Masques en tissu : "mieux que rien pour se protéger"

coronavirus tahiti
masque tissu
©Direction de la Santé
Alors que des masques sont attendus sur le territoire, les initiatives locales fleurissent pour pallier au besoin. Arthur et sa femme ont ainsi confectionné une centaine de masques en tissu qu'ils distribuent aux plus démunis. "C’est mieux que rien pour nous protéger", estime Arthur
L’avion d’ATN en Chine doit rentrer prochainement avec des masques et des produits médicaux, comme l'a confirmé, samedi 4 avril, le ministre de la Santé lors d'un point presse. En attendant, et depuis le début de l’épidémie, les Polynésiens se sont adaptés et ont confectionné eux-mêmes leurs masques en tissu.

Même si son efficacité contre le virus reste à prouver, dans les familles, le discours est sans équivoque : "ce masque en tissu, c’est mieux que rien pour nous protéger". À Mahaena, Arthur et sa femme produisent des masques en tissu et les offrent gratuitement aux plus démunis. La semaine dernière, ils ont confectionné 150 masques et les ont donnés pour des sociétés d'assistance sanitaires.

"On réfléchissait à ce qu'on peut faire pour aider ? Quand on s'est rendu compte que tout le monde avait des problèmes car on vit un moment difficile, on a décidé de le faire gratuitement. On a commencé à confectionner plusieurs masques et envoyer un message sur facebook, au fur et à mesure des gens sont venus nous voir (...) Pour éviter que les gens viennent chez nous, on fait appel à la mairie de Hitia'a à nous aider", explique Arthur. 
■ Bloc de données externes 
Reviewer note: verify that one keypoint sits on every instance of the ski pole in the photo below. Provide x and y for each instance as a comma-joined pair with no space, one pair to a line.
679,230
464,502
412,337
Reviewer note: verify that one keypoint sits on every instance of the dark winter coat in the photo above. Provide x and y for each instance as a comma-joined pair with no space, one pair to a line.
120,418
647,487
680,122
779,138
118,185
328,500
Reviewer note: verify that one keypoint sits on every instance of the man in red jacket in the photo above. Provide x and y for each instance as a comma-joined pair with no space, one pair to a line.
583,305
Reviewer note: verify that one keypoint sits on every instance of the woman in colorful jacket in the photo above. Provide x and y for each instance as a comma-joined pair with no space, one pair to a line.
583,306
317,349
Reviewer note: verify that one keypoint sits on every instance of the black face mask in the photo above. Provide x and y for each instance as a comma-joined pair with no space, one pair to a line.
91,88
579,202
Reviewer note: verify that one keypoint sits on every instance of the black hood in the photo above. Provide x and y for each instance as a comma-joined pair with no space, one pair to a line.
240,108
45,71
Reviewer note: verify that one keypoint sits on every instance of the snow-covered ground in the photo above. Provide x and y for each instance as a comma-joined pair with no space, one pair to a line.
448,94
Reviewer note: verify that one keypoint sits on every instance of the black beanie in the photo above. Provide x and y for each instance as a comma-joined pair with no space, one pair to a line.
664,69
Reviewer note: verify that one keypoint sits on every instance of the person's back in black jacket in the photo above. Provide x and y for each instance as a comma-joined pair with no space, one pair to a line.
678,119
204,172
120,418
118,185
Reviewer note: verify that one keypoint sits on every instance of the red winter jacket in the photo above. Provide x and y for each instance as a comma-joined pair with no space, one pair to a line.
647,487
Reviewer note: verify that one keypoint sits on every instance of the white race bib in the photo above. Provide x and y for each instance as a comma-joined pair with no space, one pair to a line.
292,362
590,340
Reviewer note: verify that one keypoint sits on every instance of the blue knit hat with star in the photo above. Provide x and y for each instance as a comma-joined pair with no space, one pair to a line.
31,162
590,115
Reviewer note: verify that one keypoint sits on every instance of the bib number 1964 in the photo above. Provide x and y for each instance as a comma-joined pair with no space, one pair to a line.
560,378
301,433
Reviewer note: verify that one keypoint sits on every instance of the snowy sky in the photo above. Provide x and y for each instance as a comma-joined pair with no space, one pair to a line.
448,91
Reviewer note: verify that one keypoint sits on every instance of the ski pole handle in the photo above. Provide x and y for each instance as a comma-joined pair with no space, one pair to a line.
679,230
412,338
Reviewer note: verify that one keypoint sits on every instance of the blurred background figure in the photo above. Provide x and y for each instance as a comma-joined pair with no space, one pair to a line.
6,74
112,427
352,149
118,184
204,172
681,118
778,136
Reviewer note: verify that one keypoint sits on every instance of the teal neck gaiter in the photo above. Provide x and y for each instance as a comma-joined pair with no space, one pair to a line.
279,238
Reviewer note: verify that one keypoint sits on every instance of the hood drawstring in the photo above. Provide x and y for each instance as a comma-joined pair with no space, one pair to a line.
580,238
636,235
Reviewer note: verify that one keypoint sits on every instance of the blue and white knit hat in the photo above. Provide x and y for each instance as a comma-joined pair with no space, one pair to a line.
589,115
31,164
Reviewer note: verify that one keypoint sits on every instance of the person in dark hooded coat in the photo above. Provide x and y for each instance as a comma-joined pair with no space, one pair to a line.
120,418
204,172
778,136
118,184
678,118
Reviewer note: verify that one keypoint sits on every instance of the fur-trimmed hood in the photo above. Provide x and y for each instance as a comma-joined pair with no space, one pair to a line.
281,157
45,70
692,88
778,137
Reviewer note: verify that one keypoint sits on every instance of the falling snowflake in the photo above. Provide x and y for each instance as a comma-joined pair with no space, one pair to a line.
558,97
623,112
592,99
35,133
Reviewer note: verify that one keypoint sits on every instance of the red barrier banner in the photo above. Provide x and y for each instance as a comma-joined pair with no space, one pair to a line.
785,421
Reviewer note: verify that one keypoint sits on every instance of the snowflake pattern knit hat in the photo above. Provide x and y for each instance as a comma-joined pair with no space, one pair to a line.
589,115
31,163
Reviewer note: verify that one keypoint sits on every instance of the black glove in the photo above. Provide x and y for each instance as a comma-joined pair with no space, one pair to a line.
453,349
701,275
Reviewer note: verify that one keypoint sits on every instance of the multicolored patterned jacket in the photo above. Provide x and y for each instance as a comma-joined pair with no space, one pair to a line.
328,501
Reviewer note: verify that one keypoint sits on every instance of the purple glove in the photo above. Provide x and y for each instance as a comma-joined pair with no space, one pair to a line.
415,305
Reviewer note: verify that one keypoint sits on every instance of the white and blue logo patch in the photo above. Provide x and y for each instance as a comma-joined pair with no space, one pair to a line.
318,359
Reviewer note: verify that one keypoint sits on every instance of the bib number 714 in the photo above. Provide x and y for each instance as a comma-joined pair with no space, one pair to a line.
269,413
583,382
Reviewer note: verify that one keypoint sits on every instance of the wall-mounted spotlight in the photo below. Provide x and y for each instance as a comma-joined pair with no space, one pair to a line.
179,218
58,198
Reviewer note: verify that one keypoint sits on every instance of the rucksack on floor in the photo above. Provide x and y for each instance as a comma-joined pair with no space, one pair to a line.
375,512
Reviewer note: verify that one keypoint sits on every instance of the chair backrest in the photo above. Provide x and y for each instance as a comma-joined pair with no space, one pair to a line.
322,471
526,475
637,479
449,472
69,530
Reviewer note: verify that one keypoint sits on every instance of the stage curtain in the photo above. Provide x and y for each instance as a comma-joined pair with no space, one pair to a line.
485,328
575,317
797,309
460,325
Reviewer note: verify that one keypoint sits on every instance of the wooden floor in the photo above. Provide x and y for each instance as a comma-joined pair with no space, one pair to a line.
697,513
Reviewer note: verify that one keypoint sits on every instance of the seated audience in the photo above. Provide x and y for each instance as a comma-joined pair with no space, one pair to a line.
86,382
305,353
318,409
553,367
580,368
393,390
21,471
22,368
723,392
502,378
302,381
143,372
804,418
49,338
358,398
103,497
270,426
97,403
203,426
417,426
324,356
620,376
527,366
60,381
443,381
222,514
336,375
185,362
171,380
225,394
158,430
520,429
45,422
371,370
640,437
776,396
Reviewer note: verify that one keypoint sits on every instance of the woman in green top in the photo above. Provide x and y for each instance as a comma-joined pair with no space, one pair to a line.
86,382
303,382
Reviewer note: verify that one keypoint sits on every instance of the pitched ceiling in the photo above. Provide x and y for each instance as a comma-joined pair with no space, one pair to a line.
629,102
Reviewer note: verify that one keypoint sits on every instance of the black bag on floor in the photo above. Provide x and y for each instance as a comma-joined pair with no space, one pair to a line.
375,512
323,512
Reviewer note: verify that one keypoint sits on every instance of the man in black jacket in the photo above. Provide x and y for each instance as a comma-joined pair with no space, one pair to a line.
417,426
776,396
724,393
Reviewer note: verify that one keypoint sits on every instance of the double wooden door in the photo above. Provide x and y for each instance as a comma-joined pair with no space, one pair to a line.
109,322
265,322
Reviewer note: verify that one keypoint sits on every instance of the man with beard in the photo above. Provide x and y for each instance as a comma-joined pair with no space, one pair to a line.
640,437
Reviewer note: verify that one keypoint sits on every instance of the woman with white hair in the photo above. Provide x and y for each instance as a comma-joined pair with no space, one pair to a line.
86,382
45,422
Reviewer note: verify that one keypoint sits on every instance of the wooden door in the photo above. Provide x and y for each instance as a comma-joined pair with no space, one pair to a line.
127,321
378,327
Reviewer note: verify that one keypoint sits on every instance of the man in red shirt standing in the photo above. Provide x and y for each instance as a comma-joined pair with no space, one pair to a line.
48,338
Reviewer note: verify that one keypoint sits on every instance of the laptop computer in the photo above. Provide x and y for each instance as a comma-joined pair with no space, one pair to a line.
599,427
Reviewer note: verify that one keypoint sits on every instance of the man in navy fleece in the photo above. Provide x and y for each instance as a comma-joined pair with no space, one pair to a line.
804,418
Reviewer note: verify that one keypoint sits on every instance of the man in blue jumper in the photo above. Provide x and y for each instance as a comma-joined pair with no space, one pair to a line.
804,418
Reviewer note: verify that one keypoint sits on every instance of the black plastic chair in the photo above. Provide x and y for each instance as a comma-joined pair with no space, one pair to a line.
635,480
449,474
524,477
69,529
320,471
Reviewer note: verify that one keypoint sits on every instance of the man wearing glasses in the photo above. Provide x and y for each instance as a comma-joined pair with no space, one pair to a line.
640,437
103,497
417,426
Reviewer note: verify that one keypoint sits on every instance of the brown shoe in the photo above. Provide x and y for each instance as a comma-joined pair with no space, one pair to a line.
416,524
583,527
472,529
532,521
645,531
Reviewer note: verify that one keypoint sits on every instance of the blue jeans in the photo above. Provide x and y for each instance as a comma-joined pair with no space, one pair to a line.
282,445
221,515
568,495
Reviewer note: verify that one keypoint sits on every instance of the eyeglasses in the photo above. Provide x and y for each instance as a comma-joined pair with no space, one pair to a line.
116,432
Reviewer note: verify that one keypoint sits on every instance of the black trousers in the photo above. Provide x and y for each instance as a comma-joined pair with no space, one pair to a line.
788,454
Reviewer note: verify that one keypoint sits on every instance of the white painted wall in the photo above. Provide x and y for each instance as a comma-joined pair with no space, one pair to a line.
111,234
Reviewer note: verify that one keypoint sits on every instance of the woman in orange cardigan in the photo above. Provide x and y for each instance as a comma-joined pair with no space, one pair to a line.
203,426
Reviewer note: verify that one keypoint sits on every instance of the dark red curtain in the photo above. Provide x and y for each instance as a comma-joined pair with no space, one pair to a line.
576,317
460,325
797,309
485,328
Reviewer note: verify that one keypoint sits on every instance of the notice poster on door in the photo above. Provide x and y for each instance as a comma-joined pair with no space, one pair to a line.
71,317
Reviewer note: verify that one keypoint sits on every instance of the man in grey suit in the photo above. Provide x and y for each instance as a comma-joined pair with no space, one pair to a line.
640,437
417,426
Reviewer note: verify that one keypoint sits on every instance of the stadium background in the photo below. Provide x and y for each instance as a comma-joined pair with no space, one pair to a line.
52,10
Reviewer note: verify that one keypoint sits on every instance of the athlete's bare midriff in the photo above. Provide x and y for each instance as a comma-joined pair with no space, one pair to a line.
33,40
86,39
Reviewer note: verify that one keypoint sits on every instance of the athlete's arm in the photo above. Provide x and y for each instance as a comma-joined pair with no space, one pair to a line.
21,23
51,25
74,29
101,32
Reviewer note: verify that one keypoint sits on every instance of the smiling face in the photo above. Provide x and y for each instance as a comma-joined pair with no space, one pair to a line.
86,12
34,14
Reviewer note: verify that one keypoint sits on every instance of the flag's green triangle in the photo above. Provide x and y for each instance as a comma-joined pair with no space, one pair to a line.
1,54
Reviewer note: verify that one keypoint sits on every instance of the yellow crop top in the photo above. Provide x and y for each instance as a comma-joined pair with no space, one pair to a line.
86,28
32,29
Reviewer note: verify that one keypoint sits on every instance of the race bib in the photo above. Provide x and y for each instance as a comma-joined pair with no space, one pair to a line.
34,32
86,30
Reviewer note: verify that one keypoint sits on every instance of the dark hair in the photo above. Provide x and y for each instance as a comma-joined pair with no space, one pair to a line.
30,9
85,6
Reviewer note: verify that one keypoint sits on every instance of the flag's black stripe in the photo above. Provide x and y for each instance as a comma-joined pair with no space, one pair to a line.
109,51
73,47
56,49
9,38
Lors du point presse, samedi, le ministre de la Santé Jacques Raynal a rappelé la nécessité de porter des masques pour se protéger mais aussi protéger l'autre. En Métropole, après une certaine défiance sur la nécessité du port de masque et les types de masques, le gouvernement central a finalement concédé qu'il était recommandé au grand public d'en porter. Il y a encore trois semaines, la porte-parole du gouvernement, Sibeth Ndiaye, déclarait qu'il était inutile d'en porter, sauf pour les personnels soignants.